Die manualmedizinische Untersuchung und Behandlung des Säuglings erfordern wie beim Erwachsenen das genaue Detektieren und Bestimmen der Lokalisation von Funktionsstörungen. Besonderheiten erschweren das Verfahren in den ersten 12 Lebensmonaten: die Kleinheit der anatomischen Verhältnisse, die Unruhe und mögliche Abwehrreaktionen des Kindes. Die segmentale Untersuchung ist beim Säugling in allen Abschnitten der Wirbelsäule schwierig, aber möglich. Sie ist Voraussetzung für eine gezielte Therapie, ganz besonders für jede Form der Manipulation, besonders an der Halswirbelsäule (HWS). Untersuchung und Behandlung, gleich welcher Art, müssen ohne erkennbares Risiko sein.

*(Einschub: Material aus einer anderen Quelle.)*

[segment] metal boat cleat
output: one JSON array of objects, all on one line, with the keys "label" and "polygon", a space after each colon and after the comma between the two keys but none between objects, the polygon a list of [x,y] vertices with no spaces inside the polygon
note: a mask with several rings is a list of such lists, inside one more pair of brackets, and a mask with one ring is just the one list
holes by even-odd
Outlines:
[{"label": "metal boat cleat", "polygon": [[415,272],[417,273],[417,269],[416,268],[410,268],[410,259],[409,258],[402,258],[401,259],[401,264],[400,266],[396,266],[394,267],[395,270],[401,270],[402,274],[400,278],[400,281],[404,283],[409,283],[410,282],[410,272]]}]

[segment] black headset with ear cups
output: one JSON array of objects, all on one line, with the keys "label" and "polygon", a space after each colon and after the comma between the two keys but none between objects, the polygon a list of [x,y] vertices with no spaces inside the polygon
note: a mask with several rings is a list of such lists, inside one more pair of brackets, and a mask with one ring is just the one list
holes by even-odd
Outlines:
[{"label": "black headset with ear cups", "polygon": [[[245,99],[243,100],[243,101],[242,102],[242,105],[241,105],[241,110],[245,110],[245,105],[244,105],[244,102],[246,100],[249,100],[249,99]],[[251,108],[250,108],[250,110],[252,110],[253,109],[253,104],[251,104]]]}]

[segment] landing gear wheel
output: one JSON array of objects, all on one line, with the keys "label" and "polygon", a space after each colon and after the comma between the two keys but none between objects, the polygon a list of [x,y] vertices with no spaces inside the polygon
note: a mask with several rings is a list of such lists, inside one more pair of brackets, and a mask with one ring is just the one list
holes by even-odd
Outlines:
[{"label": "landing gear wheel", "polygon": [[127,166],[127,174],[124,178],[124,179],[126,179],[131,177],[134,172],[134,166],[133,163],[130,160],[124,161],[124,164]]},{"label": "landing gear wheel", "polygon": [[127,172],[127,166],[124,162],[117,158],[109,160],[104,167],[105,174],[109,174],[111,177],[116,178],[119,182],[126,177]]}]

Um zu einem allgemeinen Konsens zu kommen, schlagen wir daher im Folgenden einen Ablauf der Säuglingsuntersuchung vor. Hierbei geht es nicht um den Untersuchungsgang des Kinderarztes, der in seiner Sprechstunde oftmals Säuglinge mit Infekten oder zur geplanten Impfung untersucht, sondern um das Vorgehen des Manualmediziners. Dieser orientiert sich nach den allgemeinen Gesichtspunkten der Manualmedizin: Von der allgemeinen globalen Untersuchung mit Inspektion und Palpation geht der Ablauf der Untersuchung auf die regionale, dann auf die gezielte segmentale Untersuchung über. Ein routinierter sorgfältig festgelegter Untersuchungsgang ist ratsam und sollte so zügig und rationell wie möglich erfolgen. Er besteht aus folgenden Schritten:

  1. 1.

    Erhebung der Anamnese

  2. 2.

    Allgemeine Untersuchung des Säuglings zur Einschätzung des Entwicklungsstandes und entsprechende differenzialdiagnostische Erwägungen

  3. 3.

    Allgemeine manualmedizinische Untersuchung des Säuglings

  4. 4.

    Regionale globale und orientierende Untersuchung, hier beschrieben die Kraniozervikalregion

  5. 5.

    Segmentale Untersuchung der Kraniozervikalregion

Über die ersten beiden Schritte, insbesondere die Notwendigkeit eines Ausschlusses neurologischer Störungen, bestehen in der Literatur keine Unstimmigkeiten [1, 2, 6, 7, 8, 16, 19, 20, 24, 25]. Daher wird hier nicht darauf eingegangen.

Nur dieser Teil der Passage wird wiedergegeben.